FINANZA/ Pelanda: il super-euro “tedesco” ci rimanda in recessione

Il cambio euro/dollaro, sempre più vicino a quota 1,40, costituisce uno svantaggio sistemico notevole per l’Italia e la sua economia. CARLO PELANDA ci spiega perché

10.03.2014 - Carlo Pelanda
merkel_riunioneR439
Angela Merkel (Infophoto)

Il rialzo del cambio dell’euro sul dollaro, ora vicino allo 1,40, preoccupa molto perché, riducendo la competitività valutaria delle esportazioni italiane, potrebbe compromettere la già stentata ripresa e perfino riportare l’economia italiana in recessione. Il sistema industriale con capacità esportative contribuisce per circa un quinto al Pil complessivo. Il restante 80% dipende da dinamiche del mercato interno ancora “piatte” o residualmente recessive a causa dell’eccessivo carico fiscale e della restrizione del credito che deprimono consumi e investimenti.

Se viene a mancare l’impulso dell’export non c’è altro che possa spingere la crescita, a meno che il governo non tagli spesa e tasse per decine di miliardi, ma appare improbabile nel breve-medio termine.
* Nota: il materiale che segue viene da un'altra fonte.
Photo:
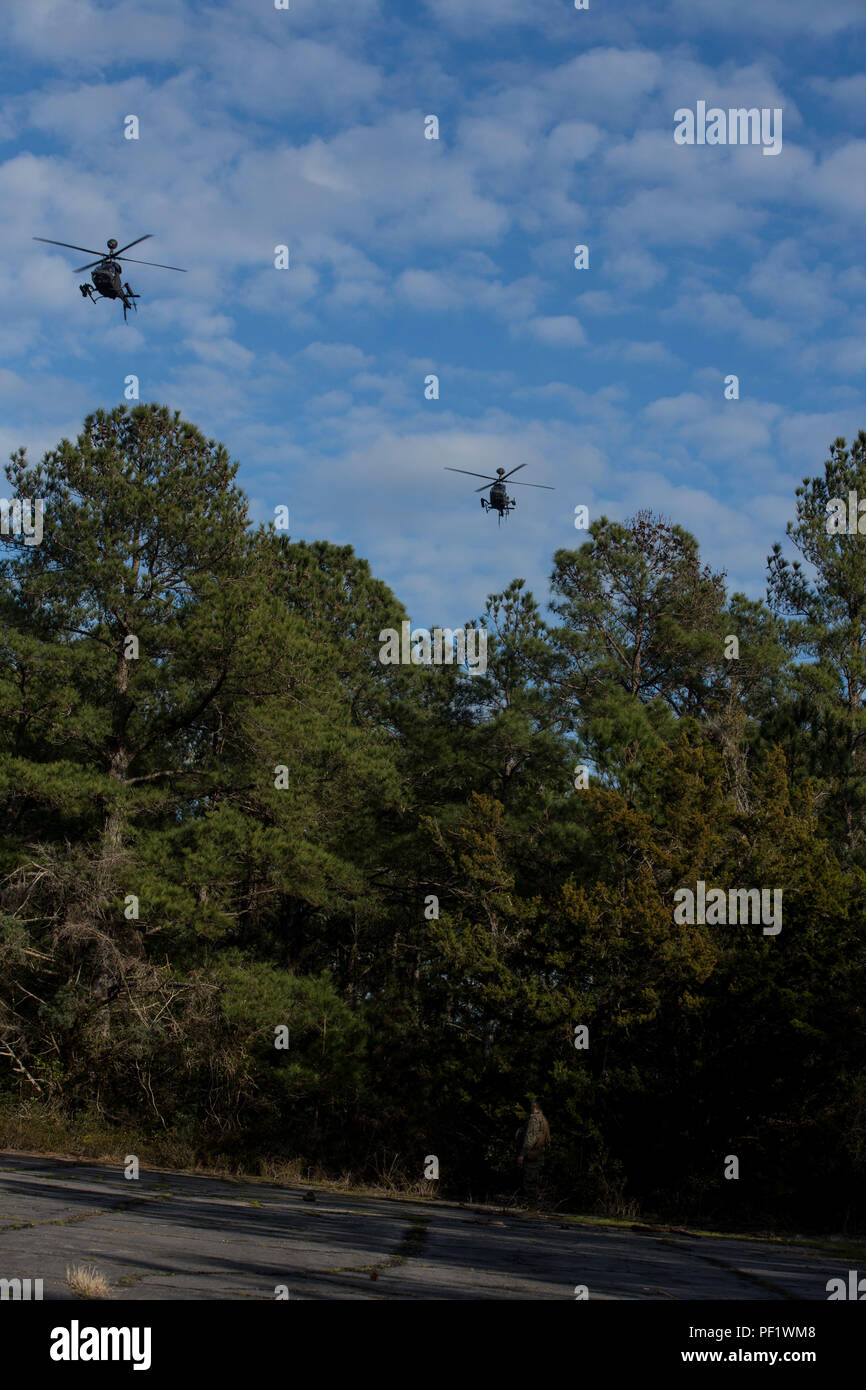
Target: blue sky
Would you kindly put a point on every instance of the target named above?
(452, 256)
Va detto che l’euro alto ha il vantaggio di ridurre il prezzo delle importazioni. Ma nell’analisi costi/benefici un cambio euro/dollaro che superi l’1,30 è certamente uno svantaggio grave, sistemico, per l’Italia. Quello perfetto sarebbe attorno allo 1,20.

Quanto durerà il cambio de-competitivo? Il cambio viene influenzato dai flussi globali di capitale. Da qualche mese questi stanno abbandonando gli investimenti nei paesi emergenti a favore dell’Eurozona perché considerata densa di valori sottovalutati a un basso livello di rischio. Pertanto era ed è normale un breve periodo di picco del cambio. Ma sta durando troppo a causa di una posizione incomprensibile da parte della Bce: tiene una politica monetaria deflazionista, pur in assenza di inflazione, che rende l’euro più forte del dollaro.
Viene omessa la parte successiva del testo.